Private Student Loan Consolidation

Many student borrowers who are graduating and thinking about student loan repayment have questions about “loan consolidation”.

What is loan consolidation?

Loan consolidation simply means borrowing a new loan to pay off one or more existing loans.

There are two types of student loan consolidation – Federal and Private.

It is important not to confuse the two types. Federal loan consolidation involves only federal loans (typically Stafford and/or Perkins loans). The low, fixed interest rate available on federal consolidation loans is not available on private consolidation loans, however some lenders do offer a fixed rate option from time to time.

Private consolidation loans, in general, have variable interest rates and some have fees associated with borrowing. The interest rates, in most cases, are very similar to the interest rates of the existing private loans being consolidated. In essence, private consolidation loans replace one private loan with another.

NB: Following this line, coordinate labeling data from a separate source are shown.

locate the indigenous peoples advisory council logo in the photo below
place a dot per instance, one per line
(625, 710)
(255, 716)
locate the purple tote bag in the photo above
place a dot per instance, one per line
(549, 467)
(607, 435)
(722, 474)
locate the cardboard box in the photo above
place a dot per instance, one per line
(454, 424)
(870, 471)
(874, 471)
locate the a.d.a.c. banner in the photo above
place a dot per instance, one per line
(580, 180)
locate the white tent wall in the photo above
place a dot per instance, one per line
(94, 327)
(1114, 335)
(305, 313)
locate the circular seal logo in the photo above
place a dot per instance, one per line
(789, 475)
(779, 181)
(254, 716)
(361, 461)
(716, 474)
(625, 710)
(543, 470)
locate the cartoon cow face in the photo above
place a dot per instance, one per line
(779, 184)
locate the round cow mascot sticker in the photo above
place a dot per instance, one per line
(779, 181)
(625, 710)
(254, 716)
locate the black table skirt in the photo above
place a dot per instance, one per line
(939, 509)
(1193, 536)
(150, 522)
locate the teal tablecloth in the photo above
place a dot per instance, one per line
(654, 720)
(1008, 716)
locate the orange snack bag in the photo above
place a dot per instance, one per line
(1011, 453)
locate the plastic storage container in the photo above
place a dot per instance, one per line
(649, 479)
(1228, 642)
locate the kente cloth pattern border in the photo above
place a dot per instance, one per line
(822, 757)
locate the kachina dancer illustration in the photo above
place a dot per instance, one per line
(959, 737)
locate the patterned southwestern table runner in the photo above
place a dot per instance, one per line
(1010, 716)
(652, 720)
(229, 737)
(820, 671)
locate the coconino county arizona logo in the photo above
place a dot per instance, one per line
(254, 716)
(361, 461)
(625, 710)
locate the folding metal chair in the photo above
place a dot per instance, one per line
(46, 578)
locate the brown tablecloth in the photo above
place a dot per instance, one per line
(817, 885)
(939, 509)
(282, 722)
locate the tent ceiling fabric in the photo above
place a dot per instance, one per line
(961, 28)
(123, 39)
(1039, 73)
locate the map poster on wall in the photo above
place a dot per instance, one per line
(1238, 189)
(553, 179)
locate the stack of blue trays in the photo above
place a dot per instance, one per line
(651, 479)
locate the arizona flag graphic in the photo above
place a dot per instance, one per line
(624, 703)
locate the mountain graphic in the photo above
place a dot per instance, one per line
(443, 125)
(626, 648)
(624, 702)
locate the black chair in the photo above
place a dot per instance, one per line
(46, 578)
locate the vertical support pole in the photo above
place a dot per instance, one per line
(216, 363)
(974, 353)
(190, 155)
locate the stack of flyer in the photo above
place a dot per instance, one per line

Please note: Private loan consolidation is one method available to help student borrowers manage their educational loan debt. Private loan consolidation is not advantageous for every borrower. Make sure you are fully aware of the terms and any fees associated with a consolidation loan before you apply.

Why then would I choose to consolidate my private education loans?

Simplify: By consolidating, student borrowers who currently have more than one type of private education loan can combine their existing loans into one new loan. This eliminates the need to make multiple payments to multiple lenders.

Better Interest Rates: If your credit score has improved significantly since you borrowed your original private loan(s), you may qualify for a lower interest rate than what you currently have.

Lower Monthly Payments: Depending on the size of your consolidation loan you may be able to choose a longer repayment period. Increasing your repayment period will decrease the amount you pay each month. Of course, this also increases the total cost of your loan because you are paying interest over a longer period of time.